Alpha and beta. Are we learning enough?

Alpha. The service design phase that excites designers the most.

We’ve done research in discovery to understand the problems we need to solve. Now we have the freedom to explore our ideas for solving them.

We make quick, cheap prototypes, and test them with the people we think need our service. We expect the first things we make won’t be the right things. We throw lots away. But we don’t worry. By testing early, we fail fast, learn more about the problem, and figure out how best to solve it.

The discovery continues with each iteration of the prototype and with each creation of a new prototype. When to stop iterating a prototype and create a new one? When you stop learning anything new from the people you ask to use it.

So alpha should be a period of great freedom for service design teams. But it doesn’t always work out that way.

Too often we restrict our ideas, worse yet, dismiss them entirely without testing with users.

I often hear people ask how something we’ve prototyped will work with current processes or technology?

The answer is often the same: it won’t.

But if we’re serious about delivering better services (I believe we are), we should accept that processes and technology need designing too. They shouldn’t become constraints to the design process.

Prototyping and gaining feedback from users is quick and cheap. But replacing legacy technology and processes takes longer. Often it will require significant investment.

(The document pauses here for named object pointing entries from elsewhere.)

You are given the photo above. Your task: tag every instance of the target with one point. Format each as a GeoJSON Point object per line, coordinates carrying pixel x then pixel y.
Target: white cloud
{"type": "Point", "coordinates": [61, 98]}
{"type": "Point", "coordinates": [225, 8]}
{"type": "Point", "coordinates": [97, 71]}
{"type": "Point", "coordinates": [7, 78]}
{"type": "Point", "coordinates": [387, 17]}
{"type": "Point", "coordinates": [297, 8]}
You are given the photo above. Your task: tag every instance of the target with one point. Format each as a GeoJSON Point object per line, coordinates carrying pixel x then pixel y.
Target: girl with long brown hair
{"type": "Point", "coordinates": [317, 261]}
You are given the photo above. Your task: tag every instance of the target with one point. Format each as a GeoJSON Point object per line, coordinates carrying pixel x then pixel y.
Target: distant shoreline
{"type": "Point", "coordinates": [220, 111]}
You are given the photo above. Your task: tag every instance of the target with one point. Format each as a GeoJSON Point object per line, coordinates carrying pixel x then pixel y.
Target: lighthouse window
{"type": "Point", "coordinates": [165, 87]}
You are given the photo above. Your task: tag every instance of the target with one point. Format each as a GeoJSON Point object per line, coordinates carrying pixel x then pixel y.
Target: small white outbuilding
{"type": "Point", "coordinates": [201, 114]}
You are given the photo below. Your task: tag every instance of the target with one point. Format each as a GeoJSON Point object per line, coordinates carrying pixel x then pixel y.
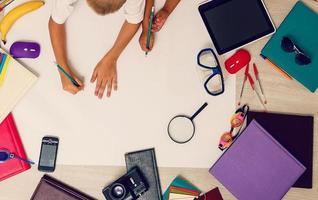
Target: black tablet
{"type": "Point", "coordinates": [235, 23]}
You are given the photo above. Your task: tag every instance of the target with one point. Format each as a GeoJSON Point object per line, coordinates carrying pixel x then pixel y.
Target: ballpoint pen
{"type": "Point", "coordinates": [250, 79]}
{"type": "Point", "coordinates": [150, 28]}
{"type": "Point", "coordinates": [67, 75]}
{"type": "Point", "coordinates": [259, 81]}
{"type": "Point", "coordinates": [243, 85]}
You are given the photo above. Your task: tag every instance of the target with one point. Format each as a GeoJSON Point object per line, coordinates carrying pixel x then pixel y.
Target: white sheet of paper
{"type": "Point", "coordinates": [151, 91]}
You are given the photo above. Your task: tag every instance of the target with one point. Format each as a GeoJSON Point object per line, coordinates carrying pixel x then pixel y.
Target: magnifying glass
{"type": "Point", "coordinates": [6, 155]}
{"type": "Point", "coordinates": [181, 128]}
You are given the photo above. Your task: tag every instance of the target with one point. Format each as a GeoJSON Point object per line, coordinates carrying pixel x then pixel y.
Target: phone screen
{"type": "Point", "coordinates": [48, 155]}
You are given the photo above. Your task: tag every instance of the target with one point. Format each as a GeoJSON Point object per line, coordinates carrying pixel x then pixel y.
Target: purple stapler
{"type": "Point", "coordinates": [25, 50]}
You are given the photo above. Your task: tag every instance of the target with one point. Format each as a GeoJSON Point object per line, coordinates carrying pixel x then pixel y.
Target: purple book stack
{"type": "Point", "coordinates": [257, 167]}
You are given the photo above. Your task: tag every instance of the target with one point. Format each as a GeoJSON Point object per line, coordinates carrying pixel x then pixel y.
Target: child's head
{"type": "Point", "coordinates": [103, 7]}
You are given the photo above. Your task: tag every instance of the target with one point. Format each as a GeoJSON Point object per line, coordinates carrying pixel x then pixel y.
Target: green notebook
{"type": "Point", "coordinates": [179, 182]}
{"type": "Point", "coordinates": [301, 25]}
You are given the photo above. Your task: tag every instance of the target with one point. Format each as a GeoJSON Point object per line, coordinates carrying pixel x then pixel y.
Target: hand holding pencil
{"type": "Point", "coordinates": [70, 82]}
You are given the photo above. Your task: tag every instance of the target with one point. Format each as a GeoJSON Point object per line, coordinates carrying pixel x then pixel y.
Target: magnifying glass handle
{"type": "Point", "coordinates": [199, 111]}
{"type": "Point", "coordinates": [22, 159]}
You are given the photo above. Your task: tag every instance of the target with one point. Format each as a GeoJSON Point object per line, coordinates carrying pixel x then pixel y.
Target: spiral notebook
{"type": "Point", "coordinates": [267, 168]}
{"type": "Point", "coordinates": [16, 81]}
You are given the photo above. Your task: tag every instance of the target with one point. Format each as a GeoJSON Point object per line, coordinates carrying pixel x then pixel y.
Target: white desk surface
{"type": "Point", "coordinates": [283, 96]}
{"type": "Point", "coordinates": [152, 90]}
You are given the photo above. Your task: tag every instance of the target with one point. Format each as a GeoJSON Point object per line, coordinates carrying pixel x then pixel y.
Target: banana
{"type": "Point", "coordinates": [17, 12]}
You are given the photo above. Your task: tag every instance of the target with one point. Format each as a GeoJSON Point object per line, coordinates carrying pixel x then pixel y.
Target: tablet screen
{"type": "Point", "coordinates": [233, 23]}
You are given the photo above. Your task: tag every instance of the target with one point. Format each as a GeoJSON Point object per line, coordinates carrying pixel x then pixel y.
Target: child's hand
{"type": "Point", "coordinates": [160, 19]}
{"type": "Point", "coordinates": [68, 86]}
{"type": "Point", "coordinates": [105, 75]}
{"type": "Point", "coordinates": [143, 41]}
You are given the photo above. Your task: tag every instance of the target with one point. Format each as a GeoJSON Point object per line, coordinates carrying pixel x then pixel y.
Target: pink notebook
{"type": "Point", "coordinates": [10, 141]}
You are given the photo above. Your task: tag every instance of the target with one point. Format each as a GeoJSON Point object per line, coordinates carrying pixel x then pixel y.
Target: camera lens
{"type": "Point", "coordinates": [118, 191]}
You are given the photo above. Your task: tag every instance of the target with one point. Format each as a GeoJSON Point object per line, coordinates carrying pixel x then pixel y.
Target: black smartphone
{"type": "Point", "coordinates": [48, 154]}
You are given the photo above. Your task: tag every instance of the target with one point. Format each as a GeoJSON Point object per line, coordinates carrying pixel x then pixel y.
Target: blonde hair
{"type": "Point", "coordinates": [103, 7]}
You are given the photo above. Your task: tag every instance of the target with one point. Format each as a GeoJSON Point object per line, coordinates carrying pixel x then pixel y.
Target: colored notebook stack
{"type": "Point", "coordinates": [256, 166]}
{"type": "Point", "coordinates": [295, 133]}
{"type": "Point", "coordinates": [181, 189]}
{"type": "Point", "coordinates": [50, 188]}
{"type": "Point", "coordinates": [16, 81]}
{"type": "Point", "coordinates": [213, 194]}
{"type": "Point", "coordinates": [10, 141]}
{"type": "Point", "coordinates": [301, 27]}
{"type": "Point", "coordinates": [145, 160]}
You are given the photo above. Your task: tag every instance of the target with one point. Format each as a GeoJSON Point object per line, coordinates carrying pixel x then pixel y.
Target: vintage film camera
{"type": "Point", "coordinates": [128, 187]}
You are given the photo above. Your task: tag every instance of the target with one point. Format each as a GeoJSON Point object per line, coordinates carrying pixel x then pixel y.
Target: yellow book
{"type": "Point", "coordinates": [4, 70]}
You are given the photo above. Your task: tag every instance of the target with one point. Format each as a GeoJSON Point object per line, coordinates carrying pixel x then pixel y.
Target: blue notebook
{"type": "Point", "coordinates": [301, 26]}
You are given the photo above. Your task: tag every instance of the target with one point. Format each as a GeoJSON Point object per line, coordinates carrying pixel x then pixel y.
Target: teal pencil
{"type": "Point", "coordinates": [150, 27]}
{"type": "Point", "coordinates": [67, 75]}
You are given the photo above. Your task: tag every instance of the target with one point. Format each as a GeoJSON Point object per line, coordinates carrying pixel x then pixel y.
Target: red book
{"type": "Point", "coordinates": [10, 141]}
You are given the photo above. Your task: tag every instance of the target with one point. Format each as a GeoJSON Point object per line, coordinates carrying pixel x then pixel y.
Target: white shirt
{"type": "Point", "coordinates": [134, 10]}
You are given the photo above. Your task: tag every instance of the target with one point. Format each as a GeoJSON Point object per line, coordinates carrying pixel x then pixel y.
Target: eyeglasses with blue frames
{"type": "Point", "coordinates": [212, 73]}
{"type": "Point", "coordinates": [6, 155]}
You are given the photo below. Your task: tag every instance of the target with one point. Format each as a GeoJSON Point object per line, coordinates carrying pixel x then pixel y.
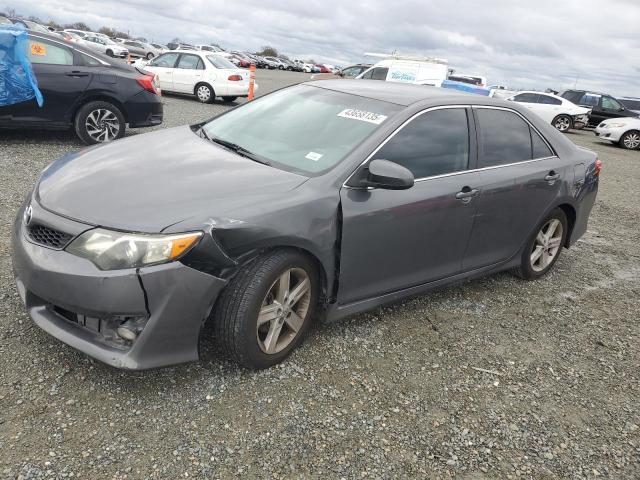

There’s a danger in selecting only the design that most easily fits with these constraints. We might miss the opportunity to prove in beta the service that best meets our users’ needs.

I think we should approach beta differently.

We should build and release to a small number of users the service we’ve seen (from research) best meets their needs.

I think we should build only enough supporting technology and processes to run the service for this small group. We shouldn’t worry initially about automation and whether the technology we’ve built will scale.

Most importantly, we should measure the value of what we’ve built. Value to the user in meeting their needs, and value in how successful it helps us achieve business outcomes.

If we’ve succeeded in proving value, we’re then left with the need to scale the service to be used by more people. For that we may well need to invest more in technology and automation. But by proving the value of the service first, we can better justify that investment.